# Best Black Paint Polish



## PHOTOGOAT (Feb 17, 2006)

This may be a repeated question. 

Those of you who own the PBM GTO's, what polish has worked the best for ya? I have used a few different types on my other vehicles with varied results. This is the first car I've owned in black and I have read that the PBM from the Aussie's can be.......lets say 'fragile'..

Any thoughts?


----------



## GTO1_OHIO (Oct 10, 2005)

Tropi-Care TC-3

http://www.tropi-care.com/


----------



## Jeffs386 (Nov 1, 2005)

ZAINO


----------



## SgtGeek (Apr 30, 2005)

Hahaha...I see the Zaino boys done beat me too it
Key to a red or black car is the prep work...not the brand of wax/polish you use.....
Claybar or light compound is the key.....Claybar is what I use...from there you can use Turtle Wax/MaGuires or Zaino if you wish...but the key is the 1st step...and that is the above man.....


----------



## k1200lt (Jan 18, 2006)

Klasse All-In-One followed by Klasse High Gloss Sealant Glaze, the show car's secret weapon :cool
Looks like a mirror, needs no buffing and stays put for 6 months!


----------



## b_a_betterperson (Feb 16, 2005)

I'd prep the paint first with a clay bar, polish with Klasse All In One (red jug) then seal with Klasse Sealant (silver jug). Lots of folks like Meguiar's and Zaino, too.

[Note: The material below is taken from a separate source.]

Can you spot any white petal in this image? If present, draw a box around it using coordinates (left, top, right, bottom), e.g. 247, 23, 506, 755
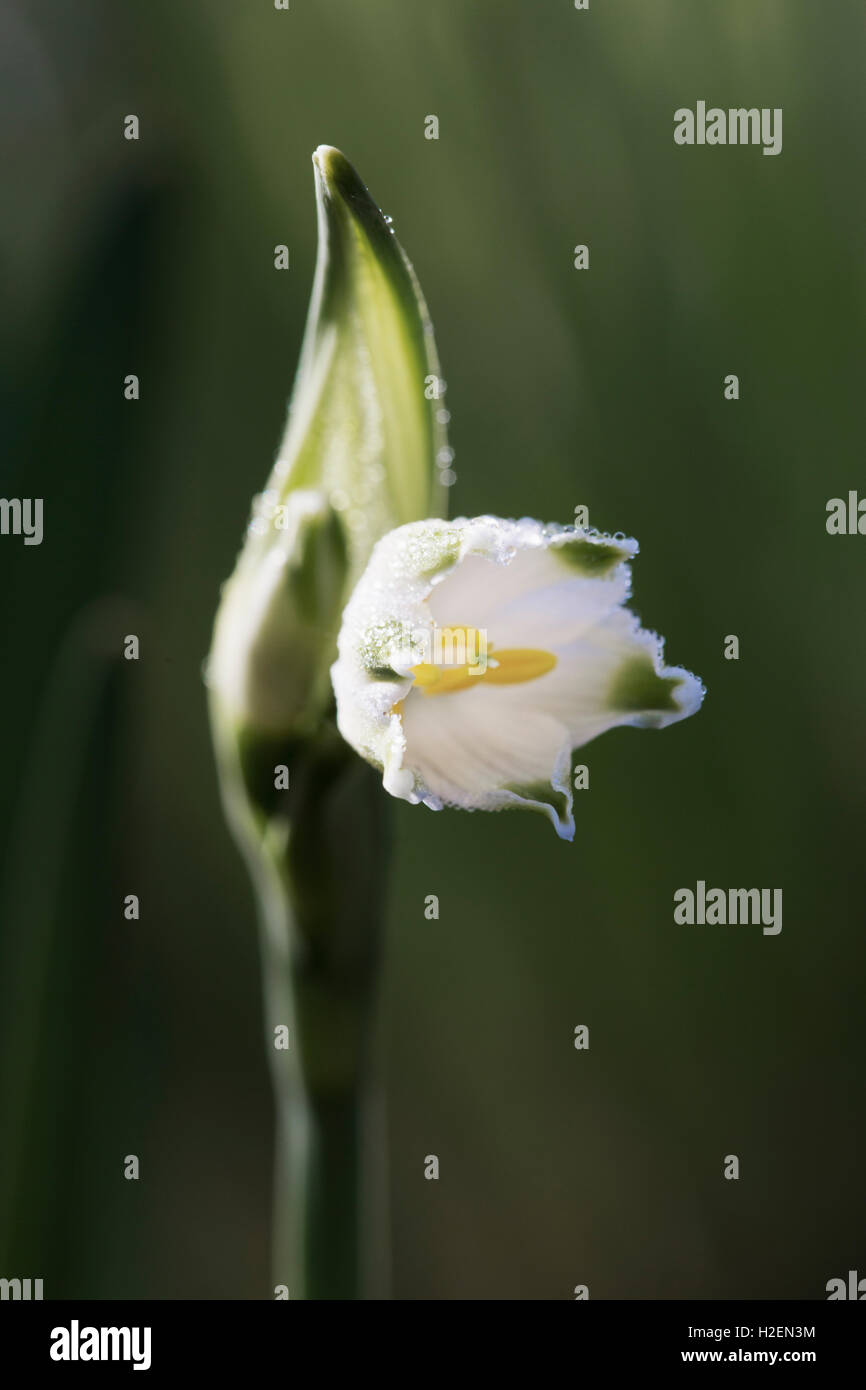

Basically, Geek, K, Jeff and me are pretty much on the same page.


----------



## PHOTOGOAT (Feb 17, 2006)

Thanks for all the replys! After reading up on the clay bar treatment, I think it's a good place to start. I just want to get the paint sealed up before the hot sun comes around. But before I can, there are a few water spots and spider webs in the paint that need attention.

Thanks again guys!:cheers


----------